Tuesday, January 09, 2007

U.S. Education Officials Question Diversity Standard

U.S. Education Officials Question Diversity Standard - Washington Post

The American Bar Association and its heavy-handed approach to diversity in law school will only insure that we get fewer Black lawyers. If the ABA wants concrete progress in increasing diversity in law classrooms they can start by accepting that prospective Blacks shun law school for reasons exacerbated by affirmative action.

The dreadful bar passage rate for Blacks, half that of Whites, followed by diminished success in the profession, are what causes capable Blacks to shy from the opportunity cost and expense of gaining a law degree. The 'plus-factor' points awarded in the admissions process simply do not carry through to graduation, bar passage, and successful law practice.

So why do Blacks under perform their peers when it comes to grades, graduation, and the bar? The top tier law schools poach a significant number of candidates, who should objectively attend second tier schools. These poached students, taken from schools that best match their abilities, struggle to keep up. The shifting of students does not stop here. Each of five tiers of schools is raided from above and poaches below, with an effect of shifting a large portion of the students from their center-of-competence.

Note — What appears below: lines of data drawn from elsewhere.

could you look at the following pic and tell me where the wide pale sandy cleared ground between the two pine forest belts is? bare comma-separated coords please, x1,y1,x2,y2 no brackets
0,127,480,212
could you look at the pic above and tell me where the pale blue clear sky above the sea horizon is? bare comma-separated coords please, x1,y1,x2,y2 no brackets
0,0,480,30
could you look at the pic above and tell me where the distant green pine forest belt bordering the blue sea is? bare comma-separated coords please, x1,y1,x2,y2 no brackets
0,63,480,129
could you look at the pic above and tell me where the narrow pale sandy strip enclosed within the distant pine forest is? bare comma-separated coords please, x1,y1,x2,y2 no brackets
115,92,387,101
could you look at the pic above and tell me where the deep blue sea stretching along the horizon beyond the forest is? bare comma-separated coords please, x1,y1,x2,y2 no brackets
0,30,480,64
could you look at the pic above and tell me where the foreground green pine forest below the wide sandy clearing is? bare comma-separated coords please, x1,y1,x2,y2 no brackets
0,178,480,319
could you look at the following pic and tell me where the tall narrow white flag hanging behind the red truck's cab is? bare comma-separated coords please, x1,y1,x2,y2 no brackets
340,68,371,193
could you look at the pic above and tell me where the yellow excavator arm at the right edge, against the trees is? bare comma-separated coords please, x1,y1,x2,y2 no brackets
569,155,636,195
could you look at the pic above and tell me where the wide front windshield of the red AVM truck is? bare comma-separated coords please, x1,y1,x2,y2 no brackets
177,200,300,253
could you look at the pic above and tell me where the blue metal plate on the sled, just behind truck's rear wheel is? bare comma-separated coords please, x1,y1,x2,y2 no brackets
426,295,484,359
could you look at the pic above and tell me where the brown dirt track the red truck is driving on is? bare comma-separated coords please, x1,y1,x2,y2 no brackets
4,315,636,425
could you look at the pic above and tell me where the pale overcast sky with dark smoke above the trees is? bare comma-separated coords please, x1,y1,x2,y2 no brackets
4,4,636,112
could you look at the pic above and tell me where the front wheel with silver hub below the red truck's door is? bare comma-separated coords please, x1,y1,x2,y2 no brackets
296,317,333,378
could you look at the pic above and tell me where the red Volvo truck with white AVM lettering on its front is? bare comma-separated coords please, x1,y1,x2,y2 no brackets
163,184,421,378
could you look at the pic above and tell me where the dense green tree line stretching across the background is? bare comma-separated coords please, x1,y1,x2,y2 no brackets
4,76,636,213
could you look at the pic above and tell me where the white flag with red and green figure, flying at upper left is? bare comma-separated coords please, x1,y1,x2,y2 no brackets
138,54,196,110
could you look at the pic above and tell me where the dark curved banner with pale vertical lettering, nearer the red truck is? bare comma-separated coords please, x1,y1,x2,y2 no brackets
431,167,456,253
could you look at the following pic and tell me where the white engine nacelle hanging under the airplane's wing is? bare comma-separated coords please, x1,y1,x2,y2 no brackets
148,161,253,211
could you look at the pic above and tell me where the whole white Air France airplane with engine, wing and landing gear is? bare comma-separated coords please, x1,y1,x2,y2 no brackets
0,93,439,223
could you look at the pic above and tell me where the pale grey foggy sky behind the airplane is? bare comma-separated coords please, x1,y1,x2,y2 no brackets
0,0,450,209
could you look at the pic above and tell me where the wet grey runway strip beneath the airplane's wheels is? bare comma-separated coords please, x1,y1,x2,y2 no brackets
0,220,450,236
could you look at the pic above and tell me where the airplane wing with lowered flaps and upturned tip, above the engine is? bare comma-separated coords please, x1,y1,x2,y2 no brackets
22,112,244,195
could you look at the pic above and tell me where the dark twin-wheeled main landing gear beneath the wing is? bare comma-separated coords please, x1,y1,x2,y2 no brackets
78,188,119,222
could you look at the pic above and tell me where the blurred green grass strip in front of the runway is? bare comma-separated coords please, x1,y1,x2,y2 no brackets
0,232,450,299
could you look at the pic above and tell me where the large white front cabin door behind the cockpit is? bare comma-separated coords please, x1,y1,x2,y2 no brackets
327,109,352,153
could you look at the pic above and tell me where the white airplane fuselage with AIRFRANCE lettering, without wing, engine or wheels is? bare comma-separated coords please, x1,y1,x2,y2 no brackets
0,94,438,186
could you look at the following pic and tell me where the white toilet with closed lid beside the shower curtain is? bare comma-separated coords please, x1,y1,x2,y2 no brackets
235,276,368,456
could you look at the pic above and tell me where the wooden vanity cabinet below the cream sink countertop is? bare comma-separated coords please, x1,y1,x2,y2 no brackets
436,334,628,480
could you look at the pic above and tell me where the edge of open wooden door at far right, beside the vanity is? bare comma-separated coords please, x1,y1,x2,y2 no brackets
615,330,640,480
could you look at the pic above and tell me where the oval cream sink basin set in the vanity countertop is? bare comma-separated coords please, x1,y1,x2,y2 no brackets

Blacks student face the unfair burden of keeping up with accelerated classes, with their average grades placing them in the 10th percentile as the result. Such performance is not a recipe for career success and attracting greater numbers. Bar passage is higly correlated to grades not tier of school. And this is why admission committees are having an increasingly difficult time filling the seats of law schools with Blacks. By the way, other professional schools, along with higher education in general, face the same challenge.